El cielo se aclara, está completamente celeste, no hay nubes en él
está solo, a veces pájaros lo acarician con sus plumas,
otras la lluvia lo refresca y el sol lo tiñe de infinidad de colores,
sin embargo hoy no es el caso.
El viento es fresco, seguro por la época,
por la ventana, lo de siempre observo
todo es silencio afuera,
tranquilidad completa.
Es de mañana, pero no de madrugada
pareciera que todos, nada desean hacer
o dentro de los hogares descansar,
o será más bien que están trabajando
y hay ciertos vacacioneros que contemplan el día tan afondo
observando más allá que en otras ocasiones.

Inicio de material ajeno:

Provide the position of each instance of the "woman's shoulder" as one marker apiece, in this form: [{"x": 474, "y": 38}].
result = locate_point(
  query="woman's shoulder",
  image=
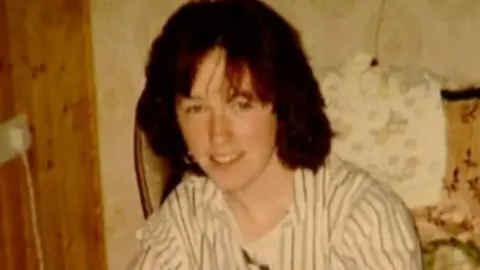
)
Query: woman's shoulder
[
  {"x": 349, "y": 186},
  {"x": 184, "y": 204}
]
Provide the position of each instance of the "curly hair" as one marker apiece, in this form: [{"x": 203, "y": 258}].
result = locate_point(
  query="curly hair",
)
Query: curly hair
[{"x": 254, "y": 37}]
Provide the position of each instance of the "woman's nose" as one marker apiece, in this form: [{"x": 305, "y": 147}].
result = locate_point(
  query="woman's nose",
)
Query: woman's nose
[{"x": 219, "y": 128}]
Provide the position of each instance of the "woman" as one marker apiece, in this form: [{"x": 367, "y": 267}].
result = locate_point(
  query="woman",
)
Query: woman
[{"x": 232, "y": 102}]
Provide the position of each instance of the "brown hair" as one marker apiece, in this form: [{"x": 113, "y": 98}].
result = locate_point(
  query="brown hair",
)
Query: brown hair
[{"x": 253, "y": 36}]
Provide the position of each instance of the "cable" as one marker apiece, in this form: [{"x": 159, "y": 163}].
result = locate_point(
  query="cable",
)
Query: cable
[{"x": 18, "y": 141}]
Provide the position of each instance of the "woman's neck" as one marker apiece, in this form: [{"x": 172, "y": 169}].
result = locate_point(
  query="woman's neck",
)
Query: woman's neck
[{"x": 264, "y": 201}]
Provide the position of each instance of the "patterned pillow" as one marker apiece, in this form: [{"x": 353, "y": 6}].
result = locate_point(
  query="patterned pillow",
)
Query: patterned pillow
[{"x": 390, "y": 122}]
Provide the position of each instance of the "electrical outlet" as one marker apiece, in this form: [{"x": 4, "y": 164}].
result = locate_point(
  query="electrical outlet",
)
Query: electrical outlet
[{"x": 14, "y": 138}]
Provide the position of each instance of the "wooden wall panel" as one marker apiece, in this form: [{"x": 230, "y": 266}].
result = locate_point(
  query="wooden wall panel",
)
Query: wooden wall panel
[{"x": 47, "y": 72}]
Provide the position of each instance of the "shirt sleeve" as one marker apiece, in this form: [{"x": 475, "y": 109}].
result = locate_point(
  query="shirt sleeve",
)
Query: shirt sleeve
[
  {"x": 379, "y": 234},
  {"x": 159, "y": 248}
]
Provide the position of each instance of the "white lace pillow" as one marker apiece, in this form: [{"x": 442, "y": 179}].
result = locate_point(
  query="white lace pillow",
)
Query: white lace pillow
[{"x": 391, "y": 123}]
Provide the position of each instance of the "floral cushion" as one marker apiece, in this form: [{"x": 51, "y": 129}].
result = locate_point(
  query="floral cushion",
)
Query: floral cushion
[{"x": 391, "y": 123}]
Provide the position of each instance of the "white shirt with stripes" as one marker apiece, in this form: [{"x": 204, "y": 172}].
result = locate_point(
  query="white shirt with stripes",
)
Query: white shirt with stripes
[{"x": 341, "y": 219}]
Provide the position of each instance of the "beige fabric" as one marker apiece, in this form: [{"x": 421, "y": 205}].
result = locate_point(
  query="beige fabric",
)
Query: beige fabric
[{"x": 340, "y": 219}]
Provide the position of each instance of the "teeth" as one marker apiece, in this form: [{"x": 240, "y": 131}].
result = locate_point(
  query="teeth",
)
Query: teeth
[{"x": 224, "y": 159}]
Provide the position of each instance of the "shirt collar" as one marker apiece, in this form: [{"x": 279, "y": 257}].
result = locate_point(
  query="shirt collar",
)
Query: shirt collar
[{"x": 214, "y": 205}]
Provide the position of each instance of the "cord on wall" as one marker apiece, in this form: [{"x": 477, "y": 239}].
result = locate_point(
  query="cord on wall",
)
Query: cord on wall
[{"x": 15, "y": 141}]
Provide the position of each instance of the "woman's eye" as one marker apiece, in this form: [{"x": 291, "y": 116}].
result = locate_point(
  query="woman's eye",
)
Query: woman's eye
[
  {"x": 242, "y": 104},
  {"x": 194, "y": 108}
]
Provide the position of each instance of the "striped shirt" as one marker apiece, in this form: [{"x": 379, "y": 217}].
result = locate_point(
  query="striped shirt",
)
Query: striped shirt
[{"x": 340, "y": 219}]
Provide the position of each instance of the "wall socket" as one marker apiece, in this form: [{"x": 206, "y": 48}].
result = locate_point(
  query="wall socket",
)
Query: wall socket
[{"x": 14, "y": 138}]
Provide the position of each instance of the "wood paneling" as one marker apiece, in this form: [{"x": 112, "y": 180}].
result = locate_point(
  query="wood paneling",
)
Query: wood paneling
[{"x": 46, "y": 71}]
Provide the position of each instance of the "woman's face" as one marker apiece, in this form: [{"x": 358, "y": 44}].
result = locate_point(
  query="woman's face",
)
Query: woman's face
[{"x": 230, "y": 134}]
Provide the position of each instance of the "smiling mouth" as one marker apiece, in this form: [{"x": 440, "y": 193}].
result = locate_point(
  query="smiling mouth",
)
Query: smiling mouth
[{"x": 225, "y": 159}]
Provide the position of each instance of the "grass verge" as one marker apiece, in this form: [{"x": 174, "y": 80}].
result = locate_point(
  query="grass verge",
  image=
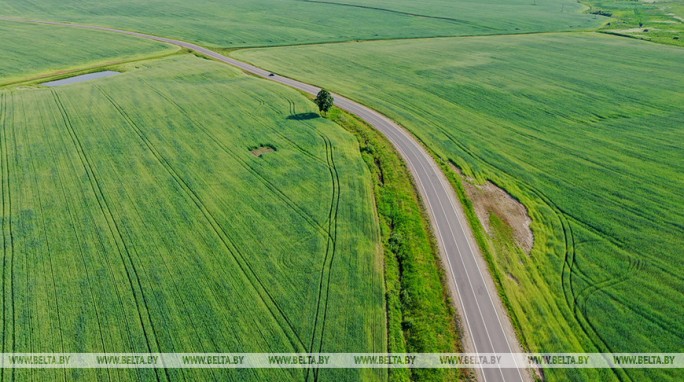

Abriendo los ojos, todo se transformó
es algo nuevo, que no se había vivido,
la tranquilidad inspira soledad
y exhala pasividad.
Estar sólo por un instante y darse cuenta de ello
aunque sea un instante.
Aprovechando todo eso que creemos ver,
todo eso que la mente o un ser superior
desea que contemplemos.
Porque cada día nunca es igual al anterior
y el río la misma agua nunca lleva
no hay retroceso, o marcha atrás
sólo seguir adelante,
aunque el cielo monotonía nos traiga.